Stuck with Tutorial "web scraping and beatifulsoup"

Screen Link:

My Code:

    # import libraries
    import pandas as pd
    import re
    import requests
    from bs4 import BeautifulSoup
    from time import sleep
    from random import randint
    from time import time
    from warnings import warn 


    # Redeclaring the lists to store data in
    names = []
    years = []
    imdb_ratings = []
    metascores = []
    votes = []
    pages = [str(i) for i in range(1,3)]
    years_url = [str(i) for i in range(2010,2018)]


    # Preparing the monitoring of the loop
    start_time = time()
    requests = 0


    # For every year in the interval 2000-2017
    for year_url in years_url:
        
        # For every page in the interval 1-4
        for page in pages:

            # Make a get request
            response = get('http://www.imdb.com/search/title?release_date=' + year_url + '&sort=num_votes,desc&page=' + page, headers = headers)
            # Pause the loop
            sleep(randint(8,15))

            # Monitor the requests
            requests += 1
            elapsed_time = time() - start_time
            print('Request:{}; Frequency: {} requests/s'.format(requests, requests/elapsed_time))
            clear_output(wait = True)

            # Throw a warning for non-200 status codes
            if response.status_code != 200:
                warn('Request: {}; Status code: {}'.format(requests, response.status_code))

            # Break the loop if the number of requests is greater than expected
            if requests > 10:
                warn('Number of requests was greater than expected.')
                break

            # Parse the content of the request with BeautifulSoup
            page_html = BeautifulSoup(response.text, 'html.parser')

            # Select all the 50 movie containers from a single page
            mv_containers = page_html.find_all('div', class_ = 'lister-item mode-advanced')

            # For every movie of these 50
            for container in mv_containers:
                # If the movie has a Metascore, then:
                if container.find('div', class_ = 'ratings-metascore') is not None:

                    # Scrape the name
                    name = container.h3.a.text
                    names.append(name)

                    # Scrape the year
                    year = container.h3.find('span', class_ = 'lister-item-year').text
                    years.append(year)

                    # Scrape the IMDB rating
                    imdb = float(container.strong.text)
                    imdb_ratings.append(imdb)

                    # Scrape the Metascore
                    m_score = container.find('span', class_ = 'metascore').text
                    metascores.append(int(m_score))

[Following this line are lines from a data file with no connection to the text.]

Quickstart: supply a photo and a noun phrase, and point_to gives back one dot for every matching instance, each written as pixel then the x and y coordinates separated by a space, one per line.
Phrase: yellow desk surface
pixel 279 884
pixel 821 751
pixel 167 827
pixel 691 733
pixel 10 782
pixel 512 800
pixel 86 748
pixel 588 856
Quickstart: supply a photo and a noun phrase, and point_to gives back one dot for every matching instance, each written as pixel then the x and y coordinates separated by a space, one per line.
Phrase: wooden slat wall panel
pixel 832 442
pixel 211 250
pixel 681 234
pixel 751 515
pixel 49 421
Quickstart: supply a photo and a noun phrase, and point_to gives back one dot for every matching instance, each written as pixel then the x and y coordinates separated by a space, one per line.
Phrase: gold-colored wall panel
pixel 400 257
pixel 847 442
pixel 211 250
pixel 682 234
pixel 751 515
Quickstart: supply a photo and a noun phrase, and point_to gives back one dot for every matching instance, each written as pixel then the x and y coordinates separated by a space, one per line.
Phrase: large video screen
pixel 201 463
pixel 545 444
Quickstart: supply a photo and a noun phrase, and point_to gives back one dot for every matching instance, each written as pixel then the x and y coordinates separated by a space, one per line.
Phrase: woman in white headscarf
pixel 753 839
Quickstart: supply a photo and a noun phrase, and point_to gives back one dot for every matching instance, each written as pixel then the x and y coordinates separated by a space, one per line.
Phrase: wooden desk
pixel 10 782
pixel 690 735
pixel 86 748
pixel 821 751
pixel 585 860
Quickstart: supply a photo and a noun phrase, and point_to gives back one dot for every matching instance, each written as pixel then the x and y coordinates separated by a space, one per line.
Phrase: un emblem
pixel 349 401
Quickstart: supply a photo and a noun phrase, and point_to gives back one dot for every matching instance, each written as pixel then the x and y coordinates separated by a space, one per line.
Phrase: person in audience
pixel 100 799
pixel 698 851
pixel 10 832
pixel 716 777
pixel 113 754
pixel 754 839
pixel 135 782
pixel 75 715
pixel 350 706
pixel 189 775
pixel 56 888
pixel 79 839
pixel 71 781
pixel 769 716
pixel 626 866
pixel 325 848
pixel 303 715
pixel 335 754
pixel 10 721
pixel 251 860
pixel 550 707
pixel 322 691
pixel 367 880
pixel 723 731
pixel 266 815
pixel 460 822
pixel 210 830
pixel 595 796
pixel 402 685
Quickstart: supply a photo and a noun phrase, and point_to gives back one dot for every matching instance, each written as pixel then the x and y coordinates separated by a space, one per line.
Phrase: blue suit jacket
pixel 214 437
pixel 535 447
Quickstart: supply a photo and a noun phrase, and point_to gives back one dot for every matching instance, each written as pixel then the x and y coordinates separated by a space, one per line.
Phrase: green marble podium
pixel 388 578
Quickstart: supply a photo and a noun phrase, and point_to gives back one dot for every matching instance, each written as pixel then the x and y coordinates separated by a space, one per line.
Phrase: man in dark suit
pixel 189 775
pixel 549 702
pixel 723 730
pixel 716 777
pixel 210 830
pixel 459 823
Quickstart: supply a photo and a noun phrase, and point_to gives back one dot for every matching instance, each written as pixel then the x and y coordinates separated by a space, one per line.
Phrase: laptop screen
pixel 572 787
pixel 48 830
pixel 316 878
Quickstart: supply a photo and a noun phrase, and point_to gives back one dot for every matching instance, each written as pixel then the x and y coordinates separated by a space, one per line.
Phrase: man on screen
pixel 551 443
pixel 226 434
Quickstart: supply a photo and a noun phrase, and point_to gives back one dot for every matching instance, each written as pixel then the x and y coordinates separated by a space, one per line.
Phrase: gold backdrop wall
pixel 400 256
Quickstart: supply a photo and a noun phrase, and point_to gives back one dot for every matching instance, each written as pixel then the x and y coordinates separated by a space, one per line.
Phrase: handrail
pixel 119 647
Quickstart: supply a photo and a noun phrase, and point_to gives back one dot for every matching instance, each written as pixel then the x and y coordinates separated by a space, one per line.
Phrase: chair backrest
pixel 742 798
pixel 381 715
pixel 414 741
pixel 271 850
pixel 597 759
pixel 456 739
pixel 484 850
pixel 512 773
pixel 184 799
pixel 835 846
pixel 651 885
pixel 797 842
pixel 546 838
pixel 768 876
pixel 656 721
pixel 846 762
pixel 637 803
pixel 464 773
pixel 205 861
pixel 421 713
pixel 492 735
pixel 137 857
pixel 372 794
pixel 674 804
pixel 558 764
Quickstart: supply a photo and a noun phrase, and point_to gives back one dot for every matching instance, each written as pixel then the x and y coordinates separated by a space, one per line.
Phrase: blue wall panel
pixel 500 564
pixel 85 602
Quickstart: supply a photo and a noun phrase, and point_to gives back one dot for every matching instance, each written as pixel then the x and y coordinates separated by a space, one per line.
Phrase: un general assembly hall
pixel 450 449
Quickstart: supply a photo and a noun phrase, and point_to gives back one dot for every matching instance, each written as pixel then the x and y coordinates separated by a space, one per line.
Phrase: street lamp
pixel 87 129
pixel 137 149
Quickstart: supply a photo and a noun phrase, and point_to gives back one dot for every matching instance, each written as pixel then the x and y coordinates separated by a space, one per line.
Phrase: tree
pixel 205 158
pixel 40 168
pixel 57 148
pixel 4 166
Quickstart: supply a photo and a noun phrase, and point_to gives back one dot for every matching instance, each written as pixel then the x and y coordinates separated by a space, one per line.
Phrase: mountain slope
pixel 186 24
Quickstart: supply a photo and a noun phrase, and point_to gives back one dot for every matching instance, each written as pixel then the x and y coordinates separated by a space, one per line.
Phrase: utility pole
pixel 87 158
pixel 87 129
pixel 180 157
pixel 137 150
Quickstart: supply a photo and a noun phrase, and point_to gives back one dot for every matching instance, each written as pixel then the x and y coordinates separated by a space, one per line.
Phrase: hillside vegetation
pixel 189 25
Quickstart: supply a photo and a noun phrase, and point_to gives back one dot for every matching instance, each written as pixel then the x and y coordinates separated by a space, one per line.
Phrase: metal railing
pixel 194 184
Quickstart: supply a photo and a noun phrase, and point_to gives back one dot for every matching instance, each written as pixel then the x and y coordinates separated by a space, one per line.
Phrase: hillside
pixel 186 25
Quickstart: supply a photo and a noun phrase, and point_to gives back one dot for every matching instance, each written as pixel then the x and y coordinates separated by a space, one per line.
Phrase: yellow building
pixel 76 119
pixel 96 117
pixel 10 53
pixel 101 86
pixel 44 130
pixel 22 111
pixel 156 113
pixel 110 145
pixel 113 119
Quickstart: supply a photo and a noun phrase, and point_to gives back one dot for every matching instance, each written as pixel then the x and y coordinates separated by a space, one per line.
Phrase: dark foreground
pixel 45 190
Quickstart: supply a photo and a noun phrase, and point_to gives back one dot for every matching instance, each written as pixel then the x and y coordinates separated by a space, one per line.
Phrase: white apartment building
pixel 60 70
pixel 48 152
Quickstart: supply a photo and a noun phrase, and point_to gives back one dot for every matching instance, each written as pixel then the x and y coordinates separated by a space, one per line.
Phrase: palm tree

                    # Scrape the number of votes
                    vote = container.find('span', attrs = {'name':'nv'})['data-value']
                    votes.append(int(vote))

What I expected to happen:
as per the tutorial:

Request:72; Frequency: 0.07928964663062842 requests/s

What actually happened:

    NameError                                 Traceback (most recent call last)

    <ipython-input-96-383b3ebfb335> in <module>()
         46 
         47         # Make a get request
    ---> 48         response = get('http://www.imdb.com/search/title?release_date=' + year_url +
         49         '&sort=num_votes,desc&page=' + page, headers = headers)
         50         # Pause the loop

    NameError: name 'get' is not defined

i tried changing
response = get() to response = requests.get() plus tinker with the code but nothing seems to be working.

everything before the this part, worked as expected.

I am learning little by little.
Thanks for your help.

Regards

Hello @EricGon, welcome to the community!

As you can see in the error message, get is not defined.

 NameError: name 'get' is not defined

You need to use requests.get() or instead of import requests you use from requests import get.

Another problem, however, is the use of the name requests as a variable:

 # Monitor the requests
 requests += 1

If you use requests.get(), then it should work in the first interaction but from the second iteration on the name requests no longer represents the requests library, but a number and therefore requests.get() will not be defined.

Try using from requests import get or renaming the requests variable in the code and it should work.


@Sahil, I believe that’s a problem in this tutorial. It may not cause a syntax error in the tutorial if you use from requests import get, but it’s not a good practice to overwrite a library name with some variable. This, as you see, can create confusion with new programmers.

I’m not sure if you’re the one I should report this to, but I don’t know who else I could report to :sweat_smile:

2 Likes

HI guys,

Thanks for your help guys.

I sorted it out an hour or two after posting my question.
the issue is in the tutorial.

as @otavios.s pointed it out, the issue is the use of ‘requests’ as a variable.
I changed it to ‘requ’ (toghether with the rest of its iterations) and it ran without an issue.

Thanks again for your help.

2 Likes

Totally agree with you @otavios.s, I will contact the author for correction.

Best,
Sahil

1 Like